A trader mistakenly sold 10 million yuan worth of government bonds at a price much lower than the market average, resulting in a loss of around 120,000 yuan (HK$150,000).
The "fat finger" trade on the interbank market added to Everbright's woes. Last week's trading error had already prompted the China Securities Regulatory Commission (CSRC) to start an investigation after millions of furious mainland equity investors had their fingers burned in the mini-rally.
"We will take a series of measures to deal with the problems," Everbright board secretary Mei Jian said yesterday. "They have reminded us of the need to strengthen the management."

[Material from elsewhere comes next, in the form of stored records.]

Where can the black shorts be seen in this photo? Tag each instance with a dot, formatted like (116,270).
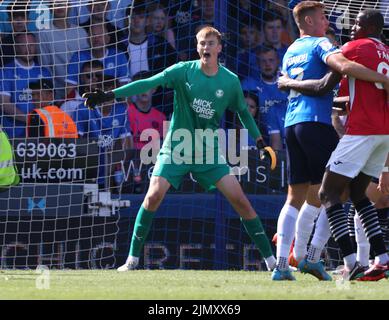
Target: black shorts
(308,148)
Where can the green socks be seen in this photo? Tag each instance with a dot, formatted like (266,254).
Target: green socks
(142,226)
(257,234)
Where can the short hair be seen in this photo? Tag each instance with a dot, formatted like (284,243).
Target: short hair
(209,31)
(374,18)
(92,64)
(141,75)
(304,8)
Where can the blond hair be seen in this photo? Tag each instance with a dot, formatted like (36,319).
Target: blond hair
(209,31)
(305,8)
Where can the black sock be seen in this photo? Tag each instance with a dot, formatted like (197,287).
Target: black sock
(369,219)
(383,220)
(337,219)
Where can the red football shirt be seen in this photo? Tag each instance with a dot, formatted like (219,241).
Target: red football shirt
(369,111)
(140,121)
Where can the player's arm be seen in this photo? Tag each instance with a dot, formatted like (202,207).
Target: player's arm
(136,87)
(316,87)
(383,184)
(10,109)
(248,123)
(340,63)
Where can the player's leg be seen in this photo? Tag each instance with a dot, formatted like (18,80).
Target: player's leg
(333,186)
(318,155)
(306,221)
(381,203)
(344,168)
(298,184)
(144,218)
(368,216)
(229,186)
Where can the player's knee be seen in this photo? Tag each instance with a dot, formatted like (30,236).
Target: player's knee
(154,198)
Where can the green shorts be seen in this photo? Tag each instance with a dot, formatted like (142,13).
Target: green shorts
(205,174)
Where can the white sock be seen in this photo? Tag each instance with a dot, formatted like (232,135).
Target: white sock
(349,261)
(286,227)
(320,237)
(363,245)
(270,263)
(304,227)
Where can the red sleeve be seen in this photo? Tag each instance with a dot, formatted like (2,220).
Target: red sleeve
(343,88)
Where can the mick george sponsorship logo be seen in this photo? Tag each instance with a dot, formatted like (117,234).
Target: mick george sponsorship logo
(203,108)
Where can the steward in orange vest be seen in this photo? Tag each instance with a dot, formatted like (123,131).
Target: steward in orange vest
(48,120)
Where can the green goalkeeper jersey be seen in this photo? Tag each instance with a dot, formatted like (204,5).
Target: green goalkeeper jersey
(199,104)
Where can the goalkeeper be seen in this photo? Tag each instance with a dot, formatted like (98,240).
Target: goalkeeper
(203,91)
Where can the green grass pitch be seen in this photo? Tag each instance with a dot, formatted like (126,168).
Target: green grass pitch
(179,285)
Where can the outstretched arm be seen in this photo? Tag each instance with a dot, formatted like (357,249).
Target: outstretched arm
(317,87)
(340,63)
(136,87)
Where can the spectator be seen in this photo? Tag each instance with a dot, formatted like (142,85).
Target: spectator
(271,99)
(147,51)
(58,43)
(14,79)
(142,115)
(159,24)
(109,124)
(115,63)
(91,77)
(272,29)
(250,41)
(47,120)
(18,19)
(98,12)
(203,15)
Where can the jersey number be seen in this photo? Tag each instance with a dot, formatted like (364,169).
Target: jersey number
(382,68)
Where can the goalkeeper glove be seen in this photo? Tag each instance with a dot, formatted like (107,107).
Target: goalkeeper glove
(97,97)
(266,151)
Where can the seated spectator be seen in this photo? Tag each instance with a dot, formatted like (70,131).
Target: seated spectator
(250,41)
(91,77)
(142,115)
(159,24)
(47,120)
(58,43)
(98,11)
(18,19)
(115,63)
(271,99)
(14,79)
(272,30)
(201,16)
(290,31)
(108,124)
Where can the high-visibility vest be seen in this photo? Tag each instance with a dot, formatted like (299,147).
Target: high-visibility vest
(57,123)
(8,172)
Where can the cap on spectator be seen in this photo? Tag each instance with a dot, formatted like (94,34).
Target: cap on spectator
(42,84)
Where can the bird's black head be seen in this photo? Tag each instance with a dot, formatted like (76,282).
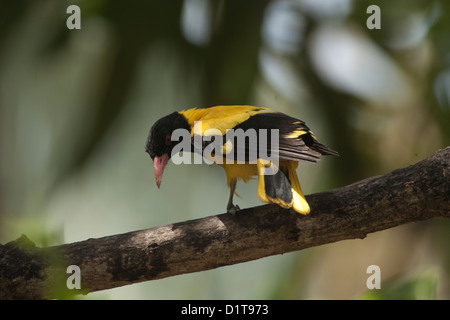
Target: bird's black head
(159,142)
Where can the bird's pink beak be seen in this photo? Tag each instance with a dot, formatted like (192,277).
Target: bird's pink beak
(160,164)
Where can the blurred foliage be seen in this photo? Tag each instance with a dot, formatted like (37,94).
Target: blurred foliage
(76,107)
(415,287)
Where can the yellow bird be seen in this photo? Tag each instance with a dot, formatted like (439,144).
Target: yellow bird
(287,141)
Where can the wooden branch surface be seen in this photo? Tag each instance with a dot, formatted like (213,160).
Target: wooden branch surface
(406,195)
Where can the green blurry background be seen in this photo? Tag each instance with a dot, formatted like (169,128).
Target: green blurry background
(76,107)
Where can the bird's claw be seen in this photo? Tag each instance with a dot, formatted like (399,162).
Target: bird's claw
(233,209)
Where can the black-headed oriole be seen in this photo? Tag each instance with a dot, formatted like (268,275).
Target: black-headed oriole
(295,142)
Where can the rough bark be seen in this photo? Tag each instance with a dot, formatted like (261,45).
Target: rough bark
(405,195)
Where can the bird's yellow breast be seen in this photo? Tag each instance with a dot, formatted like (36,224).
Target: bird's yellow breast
(244,171)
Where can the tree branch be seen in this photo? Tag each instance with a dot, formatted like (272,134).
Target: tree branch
(411,194)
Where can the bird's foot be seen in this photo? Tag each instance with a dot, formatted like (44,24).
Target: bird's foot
(232,209)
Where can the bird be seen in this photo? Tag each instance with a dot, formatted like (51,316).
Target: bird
(277,178)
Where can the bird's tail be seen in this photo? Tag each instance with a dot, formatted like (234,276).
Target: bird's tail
(282,188)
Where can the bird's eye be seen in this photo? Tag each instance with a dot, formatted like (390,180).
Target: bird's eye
(168,140)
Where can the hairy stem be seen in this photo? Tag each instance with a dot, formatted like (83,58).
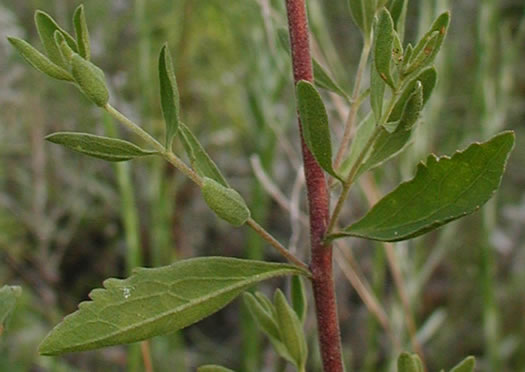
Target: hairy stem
(318,203)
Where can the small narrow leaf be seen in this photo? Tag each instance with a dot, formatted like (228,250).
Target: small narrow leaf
(39,61)
(377,92)
(111,149)
(82,32)
(467,365)
(408,363)
(46,27)
(65,50)
(291,330)
(157,301)
(298,295)
(90,81)
(213,368)
(430,44)
(8,296)
(199,158)
(384,32)
(169,95)
(443,190)
(262,316)
(225,202)
(314,120)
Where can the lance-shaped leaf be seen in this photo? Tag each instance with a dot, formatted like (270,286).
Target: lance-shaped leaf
(467,365)
(199,158)
(169,95)
(429,46)
(157,301)
(225,202)
(90,79)
(409,363)
(39,61)
(384,32)
(46,27)
(213,368)
(444,189)
(321,76)
(82,32)
(8,296)
(291,330)
(111,149)
(314,120)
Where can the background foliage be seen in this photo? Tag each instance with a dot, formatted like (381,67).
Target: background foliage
(67,221)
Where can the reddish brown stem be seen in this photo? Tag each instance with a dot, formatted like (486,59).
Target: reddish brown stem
(318,203)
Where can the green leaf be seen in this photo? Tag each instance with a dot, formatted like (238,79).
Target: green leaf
(8,296)
(65,50)
(39,61)
(314,120)
(364,132)
(467,365)
(213,368)
(157,301)
(396,8)
(199,158)
(428,47)
(262,315)
(409,363)
(225,202)
(82,32)
(90,81)
(377,92)
(299,301)
(384,34)
(169,95)
(363,12)
(443,190)
(321,76)
(46,27)
(111,149)
(291,330)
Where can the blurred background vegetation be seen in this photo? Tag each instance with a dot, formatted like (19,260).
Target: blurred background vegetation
(67,222)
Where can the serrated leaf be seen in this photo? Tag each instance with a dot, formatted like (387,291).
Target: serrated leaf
(314,120)
(467,365)
(408,363)
(157,301)
(46,27)
(227,203)
(199,158)
(39,61)
(82,32)
(111,149)
(384,35)
(169,95)
(213,368)
(291,330)
(90,80)
(8,296)
(298,295)
(444,189)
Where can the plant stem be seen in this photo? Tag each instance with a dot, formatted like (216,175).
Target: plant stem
(318,203)
(354,107)
(180,165)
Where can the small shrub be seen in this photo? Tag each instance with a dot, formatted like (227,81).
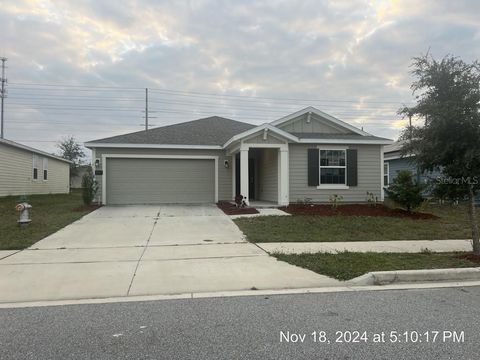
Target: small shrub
(372,200)
(240,201)
(89,187)
(335,200)
(405,191)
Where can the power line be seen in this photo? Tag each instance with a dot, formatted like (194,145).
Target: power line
(180,92)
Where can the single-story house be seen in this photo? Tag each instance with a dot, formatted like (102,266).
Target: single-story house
(394,162)
(26,171)
(305,155)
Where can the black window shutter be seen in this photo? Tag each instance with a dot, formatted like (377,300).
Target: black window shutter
(313,167)
(352,169)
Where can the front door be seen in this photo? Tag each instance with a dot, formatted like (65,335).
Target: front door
(251,179)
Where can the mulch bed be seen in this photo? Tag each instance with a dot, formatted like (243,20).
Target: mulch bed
(353,210)
(87,208)
(471,257)
(231,209)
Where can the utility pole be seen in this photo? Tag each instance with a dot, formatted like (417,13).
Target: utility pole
(410,125)
(147,111)
(3,94)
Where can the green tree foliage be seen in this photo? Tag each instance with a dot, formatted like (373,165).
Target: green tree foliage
(71,150)
(405,191)
(448,103)
(89,187)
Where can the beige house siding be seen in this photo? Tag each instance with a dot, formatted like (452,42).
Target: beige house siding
(268,175)
(16,173)
(224,174)
(369,175)
(258,139)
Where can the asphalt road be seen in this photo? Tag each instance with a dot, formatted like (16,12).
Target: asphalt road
(250,327)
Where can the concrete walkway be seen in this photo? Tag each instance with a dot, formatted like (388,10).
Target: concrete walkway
(408,246)
(146,250)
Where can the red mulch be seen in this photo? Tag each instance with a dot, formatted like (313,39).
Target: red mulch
(91,207)
(231,209)
(353,210)
(471,257)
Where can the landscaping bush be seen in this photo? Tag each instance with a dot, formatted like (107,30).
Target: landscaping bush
(89,187)
(405,191)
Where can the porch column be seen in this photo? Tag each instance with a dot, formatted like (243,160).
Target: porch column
(244,174)
(283,177)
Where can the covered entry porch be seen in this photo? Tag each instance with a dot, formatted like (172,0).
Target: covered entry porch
(260,174)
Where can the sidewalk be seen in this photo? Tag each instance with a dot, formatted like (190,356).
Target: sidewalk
(408,246)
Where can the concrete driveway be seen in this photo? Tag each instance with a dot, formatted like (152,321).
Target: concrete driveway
(146,250)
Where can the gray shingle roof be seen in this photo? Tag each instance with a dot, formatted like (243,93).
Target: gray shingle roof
(28,148)
(337,136)
(213,130)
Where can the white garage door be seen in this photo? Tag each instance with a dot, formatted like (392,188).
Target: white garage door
(157,181)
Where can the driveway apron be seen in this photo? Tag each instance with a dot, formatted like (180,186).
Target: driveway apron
(146,250)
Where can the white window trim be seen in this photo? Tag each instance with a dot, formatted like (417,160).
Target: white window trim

On Friday, a "technical glitch" in Everbright Securities' "arbitrage system" led to billions of yuan of buy orders of some shares at hefty prices, sending 16 heavyweight stocks soaring to their 10 per cent daily upper limit.
As a result, the Shanghai Composite Index jumped by 5.6 per cent before retreating in the afternoon and finally ending the day 0.6 per cent lower, leaving investors who had joined the morning rally in the red.
Mei denied speculation that police were now involved and said the latest problem was caused by the IT system of its trading platform. He admitted that a "firewall" should have been activated to halt the irrational surge in buy orders but for some reason it was not.
"It is believed some senior executives will be held responsible for the scandal," said a source close to the CSRC. "The regulator, already under pressure to bolster a weak market, is determined to better police the trading activities of brokerages to allay the concerns of retail investors."
The Shanghai Composite Index was among the world's worst-performing stock indexes between 2010 and 2012.
The CSRC said Friday's incident did not involve "human error" but it was still investigating. More than 7 billion yuan worth of shares were bought by Everbright Securities in Friday's trading error as the Shanghai Stock Exchange refused to cancel the transactions after the error was discovered.
The brokerage is a subsidiary of China Everbright Group, which is also involved in an anti-bribery investigation opened by the US authorities.
The New York Times has reported that US regulators are investigating whether JPMorgan Chase hired the son of Everbright Group chairman Tang Shuang- ning in the hope of winning deals from the state-owned financial conglomerate.